- Benchmarks are only for Safari and without good documentation for how they
were performed. Measurements are only in the 100ths of seconds where these
measurements should have much more granularity.
- The TodoMVC (arguably the most real-world) benchmark is nearly 50% slower
than virtual-DOM.
- virtual-DOM is fairly mature at this point where as MorphDOM looks very
young.
- virtual DOM implementations allow you to do things like React Native> virtual-DOM is fairly mature at this point where as MorphDOM looks very young.
morphdom is small and focused (about 220 lines of code). It either works or it doesn't and I have a decent amount of test cases to hopefully prove that it works (not to say that it is bug free... the DOM has lots of edge cases in some web browsers).
- virtual DOM implementations allow you to do things like React Native
This was built for the real DOM. While there can be value in abstractions, this was designed for a web browser.
This library can only get better. It's great to see someone trying to make a more lightweight React.
Also, you can see exactly how the benchmarks are run through the /test folder. My test using PhantomJS gave me the same results as the recorded statistics against Safari. And because it uses the browser's built in DOM toolkit rather than a virtual one, (in theory) it should become faster whenever browser DOMs become faster.
> it should become faster whenever browser DOMs become faster
The killer feature of React is that it made it possible to efficiently rerender the entire UI and for developers to not have to write code to manually manipulate the DOM. I hope browser vendors take note of this and do more to support this use case. Ideally, morphdom should not even exist and we could instead have the browser natively do the job of diffing/patching the DOM. Admittedly, there would have to be a lot of details to work out, but React, virtual-dom and morphdom are working in the right direction. Behind the scenes, the implementation might change and any good UI framework should make this a non-breaking change.

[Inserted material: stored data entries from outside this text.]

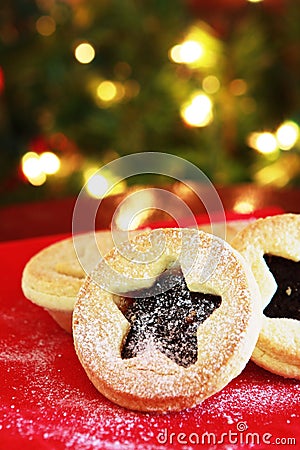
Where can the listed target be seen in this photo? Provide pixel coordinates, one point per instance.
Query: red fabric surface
(47, 401)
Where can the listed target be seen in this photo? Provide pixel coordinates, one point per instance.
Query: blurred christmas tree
(85, 81)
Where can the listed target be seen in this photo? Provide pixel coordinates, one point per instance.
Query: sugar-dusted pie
(53, 276)
(272, 248)
(167, 319)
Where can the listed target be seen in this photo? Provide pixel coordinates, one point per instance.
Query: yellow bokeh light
(187, 52)
(107, 91)
(45, 25)
(31, 165)
(211, 84)
(97, 186)
(287, 135)
(264, 142)
(50, 163)
(198, 113)
(84, 53)
(38, 180)
(243, 207)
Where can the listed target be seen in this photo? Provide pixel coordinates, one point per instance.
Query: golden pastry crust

> And because it uses the browser's built in DOM toolkit rather than a virtual one, (in theory) it should become faster whenever browser DOMs become faster.
...as will all virtual-dom implementations get faster as JS becomes faster. I would argue that there is more attention paid to JS-speed than DOM-speed because there is a server-side (among other things).
For sure, also I must say how amazed I am about React's great ecosystem. In only a year a lot of high quality plugins have been created.
Can anyone point out any notable differences?
- morphdom does diffing between two real DOM trees while incremental-dom does diffing between virtual DOM nodes and real DOM nodes - incremental-dom is only meant to be used with templates that compile to use incremental-dom (won't work with templates that render to HTML strings) - morphdom can be used with any templating engine that produces an HTML string (or real DOM nodes) - With additional improvements, morphdom could be used to do diffing between a real DOM tree and a virtual DOM tree as long as the virtual DOM nodes are upgraded to real DOM nodes if they need to be added to the final real DOM. In addition, the virtual DOM nodes would need to have an API that overlaps with the API of real DOM nodes.
Also, it appears that incremental-dom doesn't reuse DOM nodes that move to a new parent, but I could be mistaken. Hopefully someone more familiar with incremental-dom will chime in.